Aras pede ao STF acesso a vídeo de reunião com Bolsonaro e que 3 ministros sejam ouvidos

por FÁBIO FABRINI E RENATO ONOFRE
da FOLHAPRESS

O procurador-geral da República, Augusto Aras, pediu nesta segunda-feira (4) ao ministro Celso de Mello, do STF (Supremo Tribunal Federal), que três ministros do governo Jair Bolsonaro sejam ouvidos no inquérito que apura se o presidente tentou interferir indevidamente em investigações da Polícia Federal.

Ele também solicitou ao STF cópia do vídeo da reunião realizada entre o presidente, o vice-presidente Hamilton Mourão e ministros de Estado, além de presidentes de bancos públicos, no último dia 22, no Palácio do Planalto.

Aras entendeu ser necessário colher os depoimentos dos ministros Luiz Eduardo Ramos (Secretaria de Governo), Augusto Heleno Ribeiro Pereira (Gabinete de Segurança Institucional da Presidência) e Walter Souza Braga Netto (Casa Civil) para o esclarecimento dos fatos.

Os três foram citados pelo ex-ministro da Justiça, Sergio Moro, ouvido no sábado (2), como testemunhas de pressões de Bolsonaro por interferência na PF. A defesa de Moro disse nesta segunda a Celso de Mello que não se opõe à divulgação da íntegra de seu depoimento.

Em relação à reunião ministerial citada, ela foi convocada por Bolsonaro para discutir o programa Pró-Brasil e gravada pela própria Presidência.

Em depoimento, Moro disse que o mandatário afirmou na frente de ministros presentes que, se ele não concordasse com a substituição do superintendente da Polícia Federal do Rio, seria demitido.

O ex-ministro relatou que o presidente chegou a errar a função do superintende ao cobrar a troca do comando da PF fluminense. “Se eu não posso trocar o diretor de segurança do Rio, eu troco o DG [diretor geral]. Se eu não puder, em troco o ministro”, teria dito Bolsonaro segundo afirmou Moro em depoimento à PF.

Em seu depoimento, o ex-ministro afirmou que Bolsonaro queria acesso a um relatório de inquéritos em curso na PF. Moro disse que não poderia dar tal informação, a que “nem ele mesmo teria acesso”.

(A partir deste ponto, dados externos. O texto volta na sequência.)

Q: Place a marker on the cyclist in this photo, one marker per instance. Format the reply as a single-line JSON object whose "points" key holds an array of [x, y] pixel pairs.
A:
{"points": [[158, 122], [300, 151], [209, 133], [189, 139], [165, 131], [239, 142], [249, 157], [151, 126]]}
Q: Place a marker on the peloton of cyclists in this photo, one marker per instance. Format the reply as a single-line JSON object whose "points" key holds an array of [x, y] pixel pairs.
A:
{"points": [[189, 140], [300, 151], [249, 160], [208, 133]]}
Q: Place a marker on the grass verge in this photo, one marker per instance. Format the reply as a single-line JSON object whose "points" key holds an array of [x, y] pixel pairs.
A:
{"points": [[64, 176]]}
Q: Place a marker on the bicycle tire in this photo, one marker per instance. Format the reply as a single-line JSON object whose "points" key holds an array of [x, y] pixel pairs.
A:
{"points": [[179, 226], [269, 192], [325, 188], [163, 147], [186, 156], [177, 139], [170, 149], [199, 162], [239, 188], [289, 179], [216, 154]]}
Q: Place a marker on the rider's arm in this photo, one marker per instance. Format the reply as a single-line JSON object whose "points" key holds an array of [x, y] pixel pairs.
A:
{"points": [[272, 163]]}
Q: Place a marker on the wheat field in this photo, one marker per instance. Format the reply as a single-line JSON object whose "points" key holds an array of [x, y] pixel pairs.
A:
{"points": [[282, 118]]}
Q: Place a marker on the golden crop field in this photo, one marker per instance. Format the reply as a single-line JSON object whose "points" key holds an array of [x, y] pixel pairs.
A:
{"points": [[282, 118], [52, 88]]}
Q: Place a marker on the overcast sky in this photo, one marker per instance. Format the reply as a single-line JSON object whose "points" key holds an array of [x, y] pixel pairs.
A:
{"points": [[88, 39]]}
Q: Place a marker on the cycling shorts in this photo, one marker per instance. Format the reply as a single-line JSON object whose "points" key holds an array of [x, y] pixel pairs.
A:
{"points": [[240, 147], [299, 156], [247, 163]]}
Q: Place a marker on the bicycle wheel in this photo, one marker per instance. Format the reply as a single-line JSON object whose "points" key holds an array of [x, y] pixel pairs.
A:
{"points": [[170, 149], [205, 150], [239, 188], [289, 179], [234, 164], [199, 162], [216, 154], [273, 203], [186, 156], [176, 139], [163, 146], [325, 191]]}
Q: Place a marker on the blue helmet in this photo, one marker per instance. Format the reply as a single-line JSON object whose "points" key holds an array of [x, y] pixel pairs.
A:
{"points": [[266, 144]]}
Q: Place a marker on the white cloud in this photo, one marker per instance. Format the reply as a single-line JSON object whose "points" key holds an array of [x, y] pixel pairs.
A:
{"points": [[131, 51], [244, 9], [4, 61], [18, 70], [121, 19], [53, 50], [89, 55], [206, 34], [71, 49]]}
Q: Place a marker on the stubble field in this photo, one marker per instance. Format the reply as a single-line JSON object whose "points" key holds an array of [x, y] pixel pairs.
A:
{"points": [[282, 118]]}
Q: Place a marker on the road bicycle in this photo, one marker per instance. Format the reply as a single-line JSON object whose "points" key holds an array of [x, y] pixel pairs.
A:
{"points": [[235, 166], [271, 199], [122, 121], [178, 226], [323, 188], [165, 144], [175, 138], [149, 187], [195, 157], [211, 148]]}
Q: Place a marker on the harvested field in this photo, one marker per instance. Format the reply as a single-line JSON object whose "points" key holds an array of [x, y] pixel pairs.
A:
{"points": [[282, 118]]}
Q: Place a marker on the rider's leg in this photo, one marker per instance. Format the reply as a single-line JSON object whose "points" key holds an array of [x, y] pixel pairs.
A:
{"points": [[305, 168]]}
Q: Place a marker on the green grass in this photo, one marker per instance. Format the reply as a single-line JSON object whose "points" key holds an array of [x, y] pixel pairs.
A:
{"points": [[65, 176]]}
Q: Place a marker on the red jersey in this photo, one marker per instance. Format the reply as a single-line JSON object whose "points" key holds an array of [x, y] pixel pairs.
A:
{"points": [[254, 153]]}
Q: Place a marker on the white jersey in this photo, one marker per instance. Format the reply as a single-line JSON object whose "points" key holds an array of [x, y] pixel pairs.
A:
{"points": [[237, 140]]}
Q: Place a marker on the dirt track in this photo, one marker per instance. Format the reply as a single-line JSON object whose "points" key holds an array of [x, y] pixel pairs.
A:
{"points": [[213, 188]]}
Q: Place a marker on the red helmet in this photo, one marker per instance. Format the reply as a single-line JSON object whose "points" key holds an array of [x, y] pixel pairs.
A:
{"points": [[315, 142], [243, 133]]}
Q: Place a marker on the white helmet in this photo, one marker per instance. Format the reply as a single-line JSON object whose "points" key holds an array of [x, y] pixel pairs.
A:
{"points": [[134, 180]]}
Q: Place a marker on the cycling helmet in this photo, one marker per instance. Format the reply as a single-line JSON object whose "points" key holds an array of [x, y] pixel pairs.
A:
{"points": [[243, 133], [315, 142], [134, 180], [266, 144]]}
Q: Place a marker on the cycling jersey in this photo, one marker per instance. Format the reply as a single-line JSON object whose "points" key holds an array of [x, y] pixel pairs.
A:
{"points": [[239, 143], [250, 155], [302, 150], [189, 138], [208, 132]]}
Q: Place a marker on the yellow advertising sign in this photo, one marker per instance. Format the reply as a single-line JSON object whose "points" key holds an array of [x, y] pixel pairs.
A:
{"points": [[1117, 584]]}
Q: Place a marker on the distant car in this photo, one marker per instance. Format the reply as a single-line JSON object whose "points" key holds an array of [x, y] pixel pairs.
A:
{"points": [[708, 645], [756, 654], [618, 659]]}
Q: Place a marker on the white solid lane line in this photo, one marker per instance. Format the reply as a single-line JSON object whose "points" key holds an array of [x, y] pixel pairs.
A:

Ele afirmou que o ministro Augusto Heleno (Gabinete de Segurança Institucional) discordou do presidente e disse que os relatórios que ele queria não poderiam ser fornecidos.

O ex-ministro afirmou ainda que é possível provar a entrega dos relatórios técnicos da PF à Presidência através dos protocolos eletrônicos no sistema de inteligência mantido pela a Abin (Agência Brasileira de Investigação), responsável por compilar as informações. A defesa de Moro requisitou a informação à Justiça.

Moro ainda relatou que conversou no dia seguinte à reunião com os ministros militares do governo Walter Braga Netto (Casa Civil), Luiz Eduardo Ramos (Governo) e Augusto Heleno (Gabinete de Segurança Institucional) sobre a pressão de Bolsonaro.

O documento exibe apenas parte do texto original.